Military parade held in Santiago, Chile

The 1998 Chilean Military Parade was held at O'Higgins Park in Santiago on 19 September 1998 to commemorate the Day of the Glories of the Army.

Presided over by President Eduardo Frei Ruiz-Tagle, the military parade involved contingents of the Chilean Armed Forces and Carabineros de Chile.

It was the first edition attended by Ricardo Izurieta as commander-in-chief of the Chilean Army, following the departure of Augusto Pinochet from the post earlier that year.

== Background ==
The parade took place several months after a change in the leadership of the Chilean Army, with Izurieta succeeding Pinochet as commander-in-chief in early 1998. Contemporary photographs from Reuters and Agence France-Presse show Frei and Izurieta together during the ceremony, with Izurieta participating in the parade for the first time as Army commander-in-chief.

Frei arrived at O'Higgins Park aboard the traditional presidential carriage and greeted spectators before presiding over the ceremony.

== Parade ==
The presentation included the officer-training academies and contingents representing the Chilean Navy, Chilean Air Force, Carabineros and the Chilean Army.

The Army presentation included the School of Telecommunications and the Parachute and Special Forces School.
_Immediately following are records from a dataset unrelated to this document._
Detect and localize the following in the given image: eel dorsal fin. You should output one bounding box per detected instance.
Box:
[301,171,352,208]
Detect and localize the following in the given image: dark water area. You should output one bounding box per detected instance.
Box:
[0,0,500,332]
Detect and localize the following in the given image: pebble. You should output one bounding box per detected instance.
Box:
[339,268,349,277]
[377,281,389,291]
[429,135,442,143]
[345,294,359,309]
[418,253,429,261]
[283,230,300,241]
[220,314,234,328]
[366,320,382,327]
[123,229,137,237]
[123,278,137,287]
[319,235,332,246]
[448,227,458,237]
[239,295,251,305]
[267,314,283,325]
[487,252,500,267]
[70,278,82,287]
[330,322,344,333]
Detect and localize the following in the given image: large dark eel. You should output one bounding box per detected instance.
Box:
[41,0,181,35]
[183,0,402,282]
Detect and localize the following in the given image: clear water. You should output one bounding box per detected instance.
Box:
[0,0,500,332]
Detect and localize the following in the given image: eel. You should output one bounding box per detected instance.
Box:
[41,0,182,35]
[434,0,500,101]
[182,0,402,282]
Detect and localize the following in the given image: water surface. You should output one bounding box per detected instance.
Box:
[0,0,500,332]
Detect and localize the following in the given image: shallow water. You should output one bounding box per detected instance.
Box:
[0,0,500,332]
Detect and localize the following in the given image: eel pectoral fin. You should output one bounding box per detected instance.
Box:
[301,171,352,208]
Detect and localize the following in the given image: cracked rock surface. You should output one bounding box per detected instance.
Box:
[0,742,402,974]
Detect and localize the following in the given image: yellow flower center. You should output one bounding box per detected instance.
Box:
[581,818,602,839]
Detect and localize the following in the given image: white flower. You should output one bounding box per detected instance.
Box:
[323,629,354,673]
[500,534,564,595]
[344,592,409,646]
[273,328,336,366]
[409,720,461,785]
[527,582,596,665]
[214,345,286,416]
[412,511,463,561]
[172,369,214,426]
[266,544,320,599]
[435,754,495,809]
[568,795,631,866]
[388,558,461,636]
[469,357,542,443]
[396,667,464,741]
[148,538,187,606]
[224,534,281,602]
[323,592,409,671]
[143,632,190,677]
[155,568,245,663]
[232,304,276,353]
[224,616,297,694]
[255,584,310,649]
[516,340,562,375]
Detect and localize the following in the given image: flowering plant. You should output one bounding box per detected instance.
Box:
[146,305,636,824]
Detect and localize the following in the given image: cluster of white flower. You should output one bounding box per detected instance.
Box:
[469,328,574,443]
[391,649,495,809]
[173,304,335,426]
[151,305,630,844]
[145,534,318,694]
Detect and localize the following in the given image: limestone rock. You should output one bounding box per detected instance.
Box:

Personnel of the latter marched while singing Los viejos estandartes, the Army hymn.

The parade also included motorized and mounted formations as part of the Army presentation.

Izurieta participated in the ceremony as commander-in-chief of the Army, with contemporary Reuters coverage recording him saluting during the opening of the parade alongside President Frei. AFP photographs likewise documented Frei and Izurieta observing the march-past from the official tribune.